So it seems like, for me, the new version hasn't fixed the original issue, unfortunately?
Just to add to that, when I use --set BUSCO
, I get the following, seemingly unrelated, error:
[JUL 15 04:16:55] UFCG |: Timestamp printing option check.
[JUL 15 04:16:55] UFCG |: Input file check : EPFG6_scaffolds.fasta
[JUL 15 04:16:55] UFCG |: Symbolic link detected : EPFG6_scaffolds.fasta -> /group/pathogens/IAWS/Personal/JackS/dev/fungal-phylo/input/EPFG6_scaffolds.fasta
[JUL 15 04:16:55] UFCG |: Input file check : /group/pathogens/IAWS/Personal/JackS/dev/fungal-phylo/input/EPFG6_scaffolds.fasta
[JUL 15 04:16:55] UFCG |: Input argument : ASCII text
[JUL 15 04:16:55] UFCG |: Output directory check : .

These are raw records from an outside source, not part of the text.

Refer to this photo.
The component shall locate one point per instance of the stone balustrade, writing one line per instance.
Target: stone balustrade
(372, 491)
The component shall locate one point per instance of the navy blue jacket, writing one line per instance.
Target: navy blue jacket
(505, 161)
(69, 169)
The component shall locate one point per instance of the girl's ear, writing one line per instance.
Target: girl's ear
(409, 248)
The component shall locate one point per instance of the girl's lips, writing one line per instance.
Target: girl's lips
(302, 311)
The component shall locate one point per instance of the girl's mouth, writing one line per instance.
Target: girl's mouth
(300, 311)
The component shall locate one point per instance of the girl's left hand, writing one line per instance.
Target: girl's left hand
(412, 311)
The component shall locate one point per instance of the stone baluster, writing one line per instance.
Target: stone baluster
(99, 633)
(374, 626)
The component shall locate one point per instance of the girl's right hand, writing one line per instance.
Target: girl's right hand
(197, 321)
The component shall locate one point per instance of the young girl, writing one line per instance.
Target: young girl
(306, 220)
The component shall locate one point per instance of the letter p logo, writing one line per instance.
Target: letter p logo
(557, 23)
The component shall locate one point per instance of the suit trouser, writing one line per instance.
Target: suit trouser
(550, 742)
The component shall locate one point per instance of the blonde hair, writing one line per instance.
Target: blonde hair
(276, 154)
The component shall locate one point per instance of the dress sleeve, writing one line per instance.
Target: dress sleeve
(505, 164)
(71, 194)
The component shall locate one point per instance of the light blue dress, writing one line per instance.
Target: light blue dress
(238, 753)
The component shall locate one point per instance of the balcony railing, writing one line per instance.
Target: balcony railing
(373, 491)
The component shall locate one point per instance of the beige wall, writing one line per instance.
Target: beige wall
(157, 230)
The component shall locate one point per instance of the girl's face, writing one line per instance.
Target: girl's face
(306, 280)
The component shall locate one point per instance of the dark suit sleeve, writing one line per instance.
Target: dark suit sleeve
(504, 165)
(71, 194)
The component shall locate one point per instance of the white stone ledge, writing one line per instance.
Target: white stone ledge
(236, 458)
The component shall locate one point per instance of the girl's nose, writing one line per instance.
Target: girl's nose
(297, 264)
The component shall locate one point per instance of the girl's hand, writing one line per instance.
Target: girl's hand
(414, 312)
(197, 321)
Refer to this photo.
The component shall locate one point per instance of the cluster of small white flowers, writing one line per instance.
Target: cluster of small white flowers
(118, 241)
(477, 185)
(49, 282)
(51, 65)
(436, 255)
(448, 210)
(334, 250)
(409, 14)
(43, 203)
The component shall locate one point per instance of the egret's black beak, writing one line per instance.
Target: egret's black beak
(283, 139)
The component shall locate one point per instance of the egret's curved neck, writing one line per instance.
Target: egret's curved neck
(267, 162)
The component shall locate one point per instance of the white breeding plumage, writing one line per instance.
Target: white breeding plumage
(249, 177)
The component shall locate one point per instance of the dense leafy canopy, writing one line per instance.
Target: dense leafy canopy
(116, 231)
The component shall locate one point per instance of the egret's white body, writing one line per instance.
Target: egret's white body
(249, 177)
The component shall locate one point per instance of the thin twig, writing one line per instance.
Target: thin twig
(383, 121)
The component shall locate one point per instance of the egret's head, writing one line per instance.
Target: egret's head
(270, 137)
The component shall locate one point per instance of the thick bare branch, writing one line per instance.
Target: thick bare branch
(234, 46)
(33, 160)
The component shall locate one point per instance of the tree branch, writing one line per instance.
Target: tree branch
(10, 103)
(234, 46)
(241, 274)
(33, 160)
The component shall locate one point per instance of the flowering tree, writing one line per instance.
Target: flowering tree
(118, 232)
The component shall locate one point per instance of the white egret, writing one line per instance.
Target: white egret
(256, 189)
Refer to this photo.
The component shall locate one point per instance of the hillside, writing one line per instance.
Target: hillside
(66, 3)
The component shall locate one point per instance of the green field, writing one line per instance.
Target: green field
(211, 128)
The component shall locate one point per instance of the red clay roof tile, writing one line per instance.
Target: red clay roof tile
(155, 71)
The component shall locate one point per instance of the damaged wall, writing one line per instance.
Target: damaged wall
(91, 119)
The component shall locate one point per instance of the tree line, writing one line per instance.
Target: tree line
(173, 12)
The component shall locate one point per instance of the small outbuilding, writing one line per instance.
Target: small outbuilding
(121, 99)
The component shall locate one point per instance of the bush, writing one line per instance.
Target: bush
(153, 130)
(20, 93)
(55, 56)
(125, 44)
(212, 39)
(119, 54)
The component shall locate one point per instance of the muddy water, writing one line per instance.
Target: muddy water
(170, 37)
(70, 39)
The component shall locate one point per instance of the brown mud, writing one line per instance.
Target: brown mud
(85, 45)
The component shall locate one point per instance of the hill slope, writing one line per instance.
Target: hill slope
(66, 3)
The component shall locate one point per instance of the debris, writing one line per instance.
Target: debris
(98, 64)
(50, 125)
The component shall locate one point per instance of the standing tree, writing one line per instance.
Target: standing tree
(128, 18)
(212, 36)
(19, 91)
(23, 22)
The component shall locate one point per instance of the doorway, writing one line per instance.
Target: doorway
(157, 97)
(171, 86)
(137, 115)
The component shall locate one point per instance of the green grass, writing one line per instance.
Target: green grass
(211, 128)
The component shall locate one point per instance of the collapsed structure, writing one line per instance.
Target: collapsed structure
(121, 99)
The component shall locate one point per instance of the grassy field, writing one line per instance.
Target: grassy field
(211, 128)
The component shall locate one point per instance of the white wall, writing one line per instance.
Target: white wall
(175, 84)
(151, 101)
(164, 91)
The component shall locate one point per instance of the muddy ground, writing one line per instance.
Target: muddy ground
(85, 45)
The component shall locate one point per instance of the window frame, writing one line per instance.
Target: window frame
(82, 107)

[JUL 15 04:16:55] UFCG |: Number of BUSCOs to extract : 0
[JUL 15 04:16:55] UFCG |: Temporary directory check : /tmp/EPFG6
[JUL 15 04:16:55] UFCG |: Custom CPU thread count check : 8
[JUL 15 04:16:55] UFCG |: Metadata file check : /group/pathogens/IAWS/Personal/JackS/dev/fungal-phylo/work/50/3daab5f3d8738f4fef451c36d149cf/repository_metadata.tsv
[JUL 15 04:16:55] UFCG |: SUCCESS : Option parsing
[JUL 15 04:16:55] UFCG |: Solving dependencies...

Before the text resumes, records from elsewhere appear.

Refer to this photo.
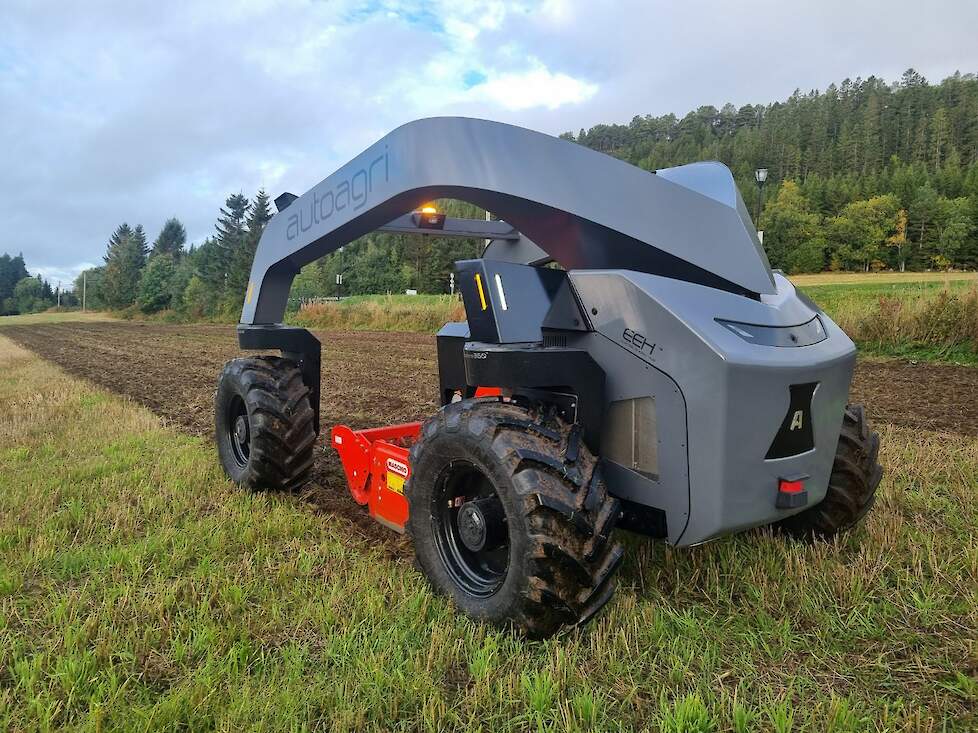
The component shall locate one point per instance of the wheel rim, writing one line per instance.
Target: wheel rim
(239, 431)
(470, 529)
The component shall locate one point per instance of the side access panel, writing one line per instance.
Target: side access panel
(632, 385)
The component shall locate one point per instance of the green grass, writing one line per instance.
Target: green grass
(54, 317)
(843, 300)
(139, 590)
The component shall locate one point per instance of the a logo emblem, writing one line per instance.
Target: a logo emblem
(797, 420)
(795, 435)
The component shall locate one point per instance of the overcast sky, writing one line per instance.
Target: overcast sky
(133, 111)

[JUL 15 04:16:55] UFCG |: SUCCESS : Dependency solving
[JUL 15 04:16:55] UFCG |: Launching UFCG profile module...
[JUL 15 04:16:55] UFCG |: Importing given metadata file : /group/pathogens/IAWS/Personal/JackS/dev/fungal-phylo/work/50/3daab5f3d8738f4fef451c36d149cf/repository_metadata.tsv
[JUL 15 04:16:55] UFCG |: Metadata file with 10 entities successfully imported.
[JUL 15 04:16:55] UFCG |: Reading input data...
[JUL 15 04:16:55] WARN |: Metadata entity GCA_020975405.1_ASM2097540v1_genomic.fna is not in the input files.
[JUL 15 04:16:55] WARN |: Metadata entity GCA_000426965.1_ASM42696v1_genomic.fna is not in the input files.
[JUL 15 04:16:55] WARN |: Metadata entity GCA_000426985.1_ASM42698v1_genomic.fna is not in the input files.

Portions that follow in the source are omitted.